Log files in Hudi MOR table are not getting deleted #12702

koochiswathiTR · 2025-01-24T10:33:04Z

Tips before filing an issue

Have you gone through our FAQs?
Join the mailing list to engage in conversations and get faster support at [email protected].
If you have triaged this as a bug, then file an issue directly.

We use MOR Hudi table , We read kinesis stream and process in AWS EMR using spark streaming.
We use inline compaction and cleanup based on the commits,
Though compaction and cleanup is running we see some of hudi log files that are generated while ingestion are not getting cleared fully.
We process with batch interval of 5 mints for every 5 mints we do one hudi commit.
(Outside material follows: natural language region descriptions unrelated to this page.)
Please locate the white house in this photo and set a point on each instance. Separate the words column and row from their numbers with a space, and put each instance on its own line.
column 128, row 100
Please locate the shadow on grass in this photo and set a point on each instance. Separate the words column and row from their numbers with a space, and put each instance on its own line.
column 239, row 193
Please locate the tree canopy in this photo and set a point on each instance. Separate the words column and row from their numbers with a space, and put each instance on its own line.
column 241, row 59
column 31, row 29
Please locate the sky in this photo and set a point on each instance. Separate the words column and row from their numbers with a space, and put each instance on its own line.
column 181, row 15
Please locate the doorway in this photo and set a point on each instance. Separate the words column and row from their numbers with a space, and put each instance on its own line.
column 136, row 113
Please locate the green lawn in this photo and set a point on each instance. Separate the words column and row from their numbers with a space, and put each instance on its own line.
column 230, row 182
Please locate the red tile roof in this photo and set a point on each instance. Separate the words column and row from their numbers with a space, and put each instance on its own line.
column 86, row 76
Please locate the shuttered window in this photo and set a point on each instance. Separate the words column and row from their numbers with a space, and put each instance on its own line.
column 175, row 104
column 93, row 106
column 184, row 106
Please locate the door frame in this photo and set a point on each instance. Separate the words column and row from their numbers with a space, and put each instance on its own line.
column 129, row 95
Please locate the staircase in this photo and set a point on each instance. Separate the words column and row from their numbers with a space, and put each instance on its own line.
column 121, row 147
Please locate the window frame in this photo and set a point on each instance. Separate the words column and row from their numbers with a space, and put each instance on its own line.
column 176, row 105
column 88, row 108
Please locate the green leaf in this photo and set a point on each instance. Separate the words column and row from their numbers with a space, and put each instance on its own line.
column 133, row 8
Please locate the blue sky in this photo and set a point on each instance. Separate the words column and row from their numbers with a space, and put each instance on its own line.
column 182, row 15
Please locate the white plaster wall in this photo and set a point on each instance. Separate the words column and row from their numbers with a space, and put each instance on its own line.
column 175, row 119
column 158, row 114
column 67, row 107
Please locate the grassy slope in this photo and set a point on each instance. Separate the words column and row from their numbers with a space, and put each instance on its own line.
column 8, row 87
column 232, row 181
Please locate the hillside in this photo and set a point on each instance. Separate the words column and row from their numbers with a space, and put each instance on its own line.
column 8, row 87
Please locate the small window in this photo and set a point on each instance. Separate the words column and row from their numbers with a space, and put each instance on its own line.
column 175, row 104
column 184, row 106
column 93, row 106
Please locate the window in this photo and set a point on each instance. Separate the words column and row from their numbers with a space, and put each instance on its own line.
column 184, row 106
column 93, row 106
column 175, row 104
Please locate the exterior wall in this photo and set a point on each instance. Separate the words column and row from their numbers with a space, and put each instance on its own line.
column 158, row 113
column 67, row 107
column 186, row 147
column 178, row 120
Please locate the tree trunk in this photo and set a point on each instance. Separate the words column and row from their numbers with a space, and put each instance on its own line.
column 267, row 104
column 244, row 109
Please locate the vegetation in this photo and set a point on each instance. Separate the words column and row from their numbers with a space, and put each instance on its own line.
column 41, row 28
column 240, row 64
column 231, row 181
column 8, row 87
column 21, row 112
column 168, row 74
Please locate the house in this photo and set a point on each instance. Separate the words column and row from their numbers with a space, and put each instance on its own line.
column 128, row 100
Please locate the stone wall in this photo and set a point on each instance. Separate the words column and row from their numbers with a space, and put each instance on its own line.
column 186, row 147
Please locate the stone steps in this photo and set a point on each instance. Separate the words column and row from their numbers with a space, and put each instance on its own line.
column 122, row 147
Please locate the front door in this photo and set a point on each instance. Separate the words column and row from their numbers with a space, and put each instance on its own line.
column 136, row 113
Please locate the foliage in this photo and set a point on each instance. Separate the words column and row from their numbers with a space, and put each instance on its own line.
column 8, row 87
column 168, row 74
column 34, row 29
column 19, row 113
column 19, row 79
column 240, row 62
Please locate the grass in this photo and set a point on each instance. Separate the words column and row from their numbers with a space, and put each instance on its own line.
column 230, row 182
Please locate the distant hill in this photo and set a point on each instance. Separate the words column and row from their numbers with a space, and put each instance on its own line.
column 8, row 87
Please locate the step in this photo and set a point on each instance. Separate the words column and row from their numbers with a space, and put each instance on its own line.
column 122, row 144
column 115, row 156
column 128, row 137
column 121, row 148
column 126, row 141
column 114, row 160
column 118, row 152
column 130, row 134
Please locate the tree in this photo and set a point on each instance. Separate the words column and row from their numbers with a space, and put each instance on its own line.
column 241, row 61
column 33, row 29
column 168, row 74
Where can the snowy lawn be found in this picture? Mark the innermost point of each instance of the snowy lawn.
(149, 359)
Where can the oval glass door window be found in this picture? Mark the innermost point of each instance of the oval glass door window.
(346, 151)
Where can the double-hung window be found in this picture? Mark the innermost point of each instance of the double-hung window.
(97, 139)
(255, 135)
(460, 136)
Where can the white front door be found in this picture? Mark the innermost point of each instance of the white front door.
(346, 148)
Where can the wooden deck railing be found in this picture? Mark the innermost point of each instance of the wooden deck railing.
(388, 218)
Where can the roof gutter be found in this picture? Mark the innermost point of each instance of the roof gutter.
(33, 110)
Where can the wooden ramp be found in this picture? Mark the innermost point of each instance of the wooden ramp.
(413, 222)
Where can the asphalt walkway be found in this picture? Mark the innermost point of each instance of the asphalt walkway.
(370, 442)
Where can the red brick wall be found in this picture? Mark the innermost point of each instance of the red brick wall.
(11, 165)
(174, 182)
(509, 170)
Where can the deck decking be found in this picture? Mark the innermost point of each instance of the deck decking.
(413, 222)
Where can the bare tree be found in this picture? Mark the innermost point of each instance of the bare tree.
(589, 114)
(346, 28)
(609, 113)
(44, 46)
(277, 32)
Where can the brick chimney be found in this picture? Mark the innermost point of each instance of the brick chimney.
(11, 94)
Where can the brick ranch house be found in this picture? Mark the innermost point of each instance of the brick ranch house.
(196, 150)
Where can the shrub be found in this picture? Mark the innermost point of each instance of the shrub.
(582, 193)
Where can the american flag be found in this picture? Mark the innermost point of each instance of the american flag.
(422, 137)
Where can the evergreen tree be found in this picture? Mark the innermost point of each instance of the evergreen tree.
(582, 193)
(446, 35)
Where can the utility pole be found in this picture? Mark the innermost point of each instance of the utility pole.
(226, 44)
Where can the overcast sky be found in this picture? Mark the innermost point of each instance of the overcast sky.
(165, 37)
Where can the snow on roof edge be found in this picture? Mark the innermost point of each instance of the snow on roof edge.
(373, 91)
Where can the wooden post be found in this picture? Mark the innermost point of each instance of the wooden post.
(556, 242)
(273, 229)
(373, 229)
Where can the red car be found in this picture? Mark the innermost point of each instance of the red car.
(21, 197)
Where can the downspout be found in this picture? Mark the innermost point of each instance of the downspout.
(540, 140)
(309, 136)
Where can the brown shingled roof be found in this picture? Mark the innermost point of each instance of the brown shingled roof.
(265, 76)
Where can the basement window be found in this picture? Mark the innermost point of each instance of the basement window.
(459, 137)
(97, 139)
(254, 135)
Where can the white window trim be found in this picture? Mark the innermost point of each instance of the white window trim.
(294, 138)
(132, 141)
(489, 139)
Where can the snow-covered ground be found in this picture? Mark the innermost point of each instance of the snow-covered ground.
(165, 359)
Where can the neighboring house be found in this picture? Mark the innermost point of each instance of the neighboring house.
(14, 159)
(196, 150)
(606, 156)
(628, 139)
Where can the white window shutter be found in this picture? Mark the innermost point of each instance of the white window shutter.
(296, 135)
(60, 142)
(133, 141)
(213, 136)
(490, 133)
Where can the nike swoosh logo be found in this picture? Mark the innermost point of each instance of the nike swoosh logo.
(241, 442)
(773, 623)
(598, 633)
Below are our hudi configs

DataSourceWriteOptions.TABLE_TYPE.key() -> DataSourceWriteOptions.MOR_TABLE_TYPE_OPT_VAL,

DataSourceWriteOptions.RECORDKEY_FIELD.key() -> "guid",

DataSourceWriteOptions.PARTITIONPATH_FIELD.key() -> "collectionName",

DataSourceWriteOptions.PRECOMBINE_FIELD.key() -> "operationTime",

DataSourceWriteOptions.HIVE_PARTITION_FIELDS.key() -> "collectionName",

DataSourceWriteOptions.HIVE_PARTITION_EXTRACTOR_CLASS.key() -> classOf[MultiPartKeysValueExtractor].getName,

DataSourceWriteOptions.HIVE_SYNC_MODE.key() -> "hms",

DataSourceWriteOptions.HIVE_USE_JDBC.key() -> "false",*/

HoodieCompactionConfig.INLINE_COMPACT_TRIGGER_STRATEGY.key() -> CompactionTriggerStrategy.TIME_ELAPSED.name,

HoodieCompactionConfig.INLINE_COMPACT_TIME_DELTA_SECONDS.key() -> String.valueOf(60 * 6 * 60),

HoodieCompactionConfig.CLEANER_POLICY.key() -> HoodieCleaningPolicy.KEEP_LATEST_COMMITS.name(),

HoodieCompactionConfig.CLEANER_COMMITS_RETAINED.key() -> "228",

HoodieCompactionConfig.MIN_COMMITS_TO_KEEP.key() -> "229",

HoodieCompactionConfig.MAX_COMMITS_TO_KEEP.key() -> "252",

HoodieCompactionConfig.ASYNC_CLEAN.key() -> "false",

HoodieCompactionConfig.INLINE_COMPACT.key() -> "true",

HoodieMetricsConfig.TURN_METRICS_ON.key() -> "true",

HoodieMetricsConfig.METRICS_REPORTER_TYPE_VALUE.key() -> MetricsReporterType.DATADOG.name(),

HoodieMetricsDatadogConfig.API_SITE_VALUE.key() -> "US",

HoodieMetricsDatadogConfig.METRIC_PREFIX_VALUE.key() -> "XXXX.hudi",

HoodieMetricsDatadogConfig.API_KEY_SUPPLIER.key() -> "XXXXX.XXX.DatadogKeySupplier",

HoodieMetadataConfig.ENABLE.key() -> "false",

HoodieWriteConfig.ROLLBACK_USING_MARKERS_ENABLE.key() -> "false",

Snapshots attached :

If you want the .hoodi folder, Please let us know we will share it here.

Hudi version : 0.9
Spark version : 3.2.1
EMR Version : 6.7
Storage (HDFS/S3/GCS..) : S3
Running on Docker? (yes/no) : no

koochiswathiTR · 2025-01-24T10:35:09Z

@xushiyan Please let us know how to share the .hoodi folder

ad1happy2go · 2025-01-27T09:36:17Z

@koochiswathiTR You can either zip it and send through Apache Hudi Slack. You can ping me (Aditya Goenka) or Ranga Reddy.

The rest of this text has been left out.